Traditional trade models assume that countries are just points in space; the internal geography of countries is ignored. This is a strong assumption. Recent research forcefully points out that by ignoring the internal geography of countries important consequences of regional characteristics on trade are overlooked. The overall conclusion of this recent literature – that finds inspiration in all of the classic trade models such as the Ricardian, Heckscher-Ohlin and imperfect competition models – is that trade and the internal geography of countries are fundamentally linked.

In this contribution we focus on Courant & Deardorff (1992, 1993). Their analysis, based on the Heckscher-Ohlin trade model, stands out because they relate the regional distribution of factors of production to the welfare maximizing national trade structure. The central question they answer is whether the so-called welfare maximizing integrated equilibrium is affected by regional characteristics. This can be tested by the lens-condition. In general, if factors of production are not “too” unevenly distributed the lens-condition is fullfilled and the welfare maximizing equilibrium can be reproduced.

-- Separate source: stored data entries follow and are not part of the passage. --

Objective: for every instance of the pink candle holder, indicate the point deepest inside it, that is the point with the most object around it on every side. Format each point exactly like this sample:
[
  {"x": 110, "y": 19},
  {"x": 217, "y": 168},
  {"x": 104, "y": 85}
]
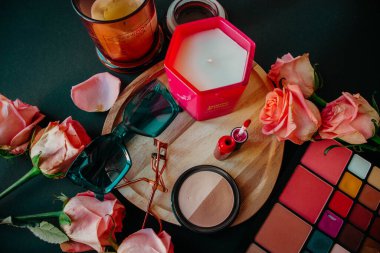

We test the lens-condition for The Netherlands, for the period 2007–2017, using micro-firm export data. We have factor endowments and factor intensities for 22 Dutch cities, 4 regional areas, for 83 sectors. We find that the uneven distribution of factors of production across Dutch cities does not affect aggregate trade flows. This implies that the so-called welfare maximizing integrated equilibrium can be reproduced by the current spatial distribution of factors of production. In this sense the spatial distribution is optimal and no policy actions are necessary.